For terrorism is not an ideology or a religious faith, but a method of waging war. And war in the end is a violent form of politics. And political questions are always answered after political discussion. Bombing towns full of women and children is not, as a rule, an answer to anything; unless, of course, as in Hiroshima, the bombs employed are very, very big. So security by force of arms is pretty much a foolish dream. The money the West spends on it in a week could buy a luxury flat in Tel Aviv for each and every uprooted Israeli settler. The money spent on it in a month could educate to university post-graduate level every Palestinian. The month spent on it in six months could halve AIDS deaths in Africa for fifty years. The money spent on it in a year (about three hundred billion) could cancel Third World debt by Christmas.

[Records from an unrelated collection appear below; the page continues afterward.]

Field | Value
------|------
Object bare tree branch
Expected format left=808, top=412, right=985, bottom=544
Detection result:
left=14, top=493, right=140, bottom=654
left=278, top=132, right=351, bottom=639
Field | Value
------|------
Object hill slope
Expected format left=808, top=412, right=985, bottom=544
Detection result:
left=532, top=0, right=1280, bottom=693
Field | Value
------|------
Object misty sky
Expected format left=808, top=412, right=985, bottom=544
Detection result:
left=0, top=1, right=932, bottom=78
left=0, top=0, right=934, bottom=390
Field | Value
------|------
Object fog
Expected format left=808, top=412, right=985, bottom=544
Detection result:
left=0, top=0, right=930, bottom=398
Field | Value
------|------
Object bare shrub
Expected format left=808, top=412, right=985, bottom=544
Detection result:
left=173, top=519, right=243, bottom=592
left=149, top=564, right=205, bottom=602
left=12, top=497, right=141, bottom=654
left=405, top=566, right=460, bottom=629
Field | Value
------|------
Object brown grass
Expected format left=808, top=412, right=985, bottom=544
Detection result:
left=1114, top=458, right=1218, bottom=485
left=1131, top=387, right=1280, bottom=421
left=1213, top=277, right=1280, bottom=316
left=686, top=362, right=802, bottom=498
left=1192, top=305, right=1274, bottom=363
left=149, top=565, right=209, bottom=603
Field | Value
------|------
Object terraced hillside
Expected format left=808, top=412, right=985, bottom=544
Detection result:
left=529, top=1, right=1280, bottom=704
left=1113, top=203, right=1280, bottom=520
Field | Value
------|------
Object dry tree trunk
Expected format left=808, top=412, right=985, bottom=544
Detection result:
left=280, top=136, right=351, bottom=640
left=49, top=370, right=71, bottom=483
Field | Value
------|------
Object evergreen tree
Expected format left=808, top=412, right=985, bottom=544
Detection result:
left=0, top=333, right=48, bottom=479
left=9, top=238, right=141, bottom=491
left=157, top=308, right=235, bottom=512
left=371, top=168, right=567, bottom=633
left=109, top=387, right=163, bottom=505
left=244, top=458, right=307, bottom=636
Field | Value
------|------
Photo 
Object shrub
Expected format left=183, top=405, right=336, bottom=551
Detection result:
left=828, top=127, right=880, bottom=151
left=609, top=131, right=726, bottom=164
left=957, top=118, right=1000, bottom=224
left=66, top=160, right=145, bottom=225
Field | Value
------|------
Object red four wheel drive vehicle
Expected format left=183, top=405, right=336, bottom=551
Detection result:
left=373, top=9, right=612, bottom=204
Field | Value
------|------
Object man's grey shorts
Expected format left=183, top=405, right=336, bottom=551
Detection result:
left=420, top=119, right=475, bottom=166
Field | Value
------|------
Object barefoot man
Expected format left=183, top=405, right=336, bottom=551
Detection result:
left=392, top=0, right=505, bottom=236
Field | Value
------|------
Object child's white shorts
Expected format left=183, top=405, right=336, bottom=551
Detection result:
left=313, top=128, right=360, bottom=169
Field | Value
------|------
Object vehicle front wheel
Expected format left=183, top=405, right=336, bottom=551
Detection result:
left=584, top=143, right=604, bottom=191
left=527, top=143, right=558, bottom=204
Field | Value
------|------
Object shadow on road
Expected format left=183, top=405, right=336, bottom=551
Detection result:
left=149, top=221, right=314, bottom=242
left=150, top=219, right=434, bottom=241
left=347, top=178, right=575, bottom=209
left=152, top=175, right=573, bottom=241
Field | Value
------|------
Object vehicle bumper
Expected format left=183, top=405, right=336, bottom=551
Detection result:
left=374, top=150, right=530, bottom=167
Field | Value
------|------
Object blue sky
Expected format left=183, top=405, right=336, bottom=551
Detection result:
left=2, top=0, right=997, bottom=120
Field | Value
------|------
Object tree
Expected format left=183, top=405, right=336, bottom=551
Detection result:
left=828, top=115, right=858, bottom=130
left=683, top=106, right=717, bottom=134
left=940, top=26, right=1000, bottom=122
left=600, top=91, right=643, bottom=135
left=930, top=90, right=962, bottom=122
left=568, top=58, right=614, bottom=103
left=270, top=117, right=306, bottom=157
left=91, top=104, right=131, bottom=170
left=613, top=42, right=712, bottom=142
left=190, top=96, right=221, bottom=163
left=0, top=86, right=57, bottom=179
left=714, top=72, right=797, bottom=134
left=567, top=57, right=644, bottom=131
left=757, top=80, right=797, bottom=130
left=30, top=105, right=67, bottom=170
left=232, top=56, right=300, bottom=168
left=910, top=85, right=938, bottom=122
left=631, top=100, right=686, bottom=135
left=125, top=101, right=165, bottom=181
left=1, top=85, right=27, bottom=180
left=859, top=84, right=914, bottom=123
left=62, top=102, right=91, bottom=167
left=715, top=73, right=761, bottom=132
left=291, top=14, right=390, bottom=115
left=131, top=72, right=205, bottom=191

So why do we prefer killing people, and wasting, year after year, a lot of money on aeroplanes and bombs when we could solve most things by spending it wisely? I don't think any of us does, really; except, of course, for a few CEOs of Halliburton, Enron, Boeing and so on and their boards of directors and their hirelings in the White House. Most of the rest of us have got over all that, as the peace demonstrations before the present war -- the one in London the largest gathering of humans in world history -- persuasively showed.

Why it happens, I think, is because Dick Cheney and men like him have lazy minds. They're accustomed to making billions by selling to governments weapons they will rarely use, and they're accustomed to starting a war, or making war noises, now and then to showcase their products to future customers. There's no profit, for Halliburton, in peaceful negotiations. No profit in roadmaps that work. There's no wrecked country to rebuild. There's no arsenals to replenish. There's no oil industry to 'service'. No army to feed.

I guess what I mean (and what Michael Moore eventually means) is that security is not just a myth, it's also a racket. None of us can be completely safe until we live in a much more merciful, prosperous world. And we'll never live in that kind of world because security costs so much. And so the cities burn. That's where the money is. And the greedy prefer it that way.